By 2006, Hirschhorn says he was ready to get back to his roots in digital media. He had become friends with Krikorian during his MTV Networks tenure, and the Slingbox had become, along with the iPod and the TiVo, one of the technologies that had enthralled him. [He cites Apple’s iPhone as the newest entry on that list.] “It’s been a very easy transition, other than understanding that I’m not the big executive at the big media company anymore. You have to be very much a salesman and you have to go out there and a lot of my job is really evangelizing.”

Hirschhorn, a self-described “child of pop culture,” is also thrilled to be back at a startup where “everyone really believes in what they’re doing and they use the product and love the product. Blake has done an amazing job of putting the company on the map. Now we’ve got to make sure it becomes a bigger business. That’s the fun of it. I like the thrill. There’s no fun in skydiving off a bench.”
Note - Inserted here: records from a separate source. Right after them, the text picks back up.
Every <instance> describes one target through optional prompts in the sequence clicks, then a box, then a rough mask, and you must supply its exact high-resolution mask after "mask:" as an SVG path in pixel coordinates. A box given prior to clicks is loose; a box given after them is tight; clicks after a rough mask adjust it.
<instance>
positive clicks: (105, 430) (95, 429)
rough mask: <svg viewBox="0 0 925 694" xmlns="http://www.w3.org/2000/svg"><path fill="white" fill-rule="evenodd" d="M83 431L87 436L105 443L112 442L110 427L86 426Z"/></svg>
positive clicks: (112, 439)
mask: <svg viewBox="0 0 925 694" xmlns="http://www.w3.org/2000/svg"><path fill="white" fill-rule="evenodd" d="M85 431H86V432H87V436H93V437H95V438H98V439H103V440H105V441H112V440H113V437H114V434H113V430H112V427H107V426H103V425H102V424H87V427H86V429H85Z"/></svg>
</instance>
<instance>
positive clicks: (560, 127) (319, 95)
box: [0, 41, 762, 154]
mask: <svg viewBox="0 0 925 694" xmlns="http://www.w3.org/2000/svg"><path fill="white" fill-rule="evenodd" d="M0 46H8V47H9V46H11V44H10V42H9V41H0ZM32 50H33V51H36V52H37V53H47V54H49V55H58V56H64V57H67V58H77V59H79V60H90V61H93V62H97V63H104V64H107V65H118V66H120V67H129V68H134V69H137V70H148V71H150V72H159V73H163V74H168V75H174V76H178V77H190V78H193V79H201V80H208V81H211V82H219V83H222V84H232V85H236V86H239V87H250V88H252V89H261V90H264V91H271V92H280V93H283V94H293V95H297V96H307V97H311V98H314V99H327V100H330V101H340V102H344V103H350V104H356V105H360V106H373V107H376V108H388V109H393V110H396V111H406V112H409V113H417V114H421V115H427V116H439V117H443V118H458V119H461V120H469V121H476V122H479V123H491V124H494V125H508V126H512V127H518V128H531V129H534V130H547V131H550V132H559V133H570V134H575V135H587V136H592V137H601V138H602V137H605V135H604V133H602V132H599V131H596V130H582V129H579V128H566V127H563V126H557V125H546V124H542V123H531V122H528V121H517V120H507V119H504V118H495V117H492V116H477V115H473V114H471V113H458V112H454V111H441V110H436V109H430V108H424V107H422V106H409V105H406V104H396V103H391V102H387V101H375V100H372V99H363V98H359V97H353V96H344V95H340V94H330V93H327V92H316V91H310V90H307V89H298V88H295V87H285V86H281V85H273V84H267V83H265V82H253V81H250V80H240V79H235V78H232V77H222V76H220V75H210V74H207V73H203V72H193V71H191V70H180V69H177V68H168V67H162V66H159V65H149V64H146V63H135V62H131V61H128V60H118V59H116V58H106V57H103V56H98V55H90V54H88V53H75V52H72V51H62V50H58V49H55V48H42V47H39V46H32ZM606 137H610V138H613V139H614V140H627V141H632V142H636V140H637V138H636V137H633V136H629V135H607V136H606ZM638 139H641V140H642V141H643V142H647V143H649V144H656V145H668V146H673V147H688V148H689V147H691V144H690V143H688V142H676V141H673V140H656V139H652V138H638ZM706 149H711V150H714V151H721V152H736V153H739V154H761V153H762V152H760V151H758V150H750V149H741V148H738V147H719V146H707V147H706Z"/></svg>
Beyond licensing content for Clip+Sling, Hirschhorn says that the company is also seeking out completed titles for a new video destination on the Internet. Ultimately, he says, the company wants to be “a bridge between all screens,” whether it’s a PC, television set or a mobile phone. “We are innovators. We love television, we love entertainment. The idea that you have to go home to watch your TV is an old notion. We do everything we do for the audience that loves their Slingbox. They really dictate what we do. Users want access to their video content wherever they are, whenever, however they want it. We want to be one of the systems that are leading that way.”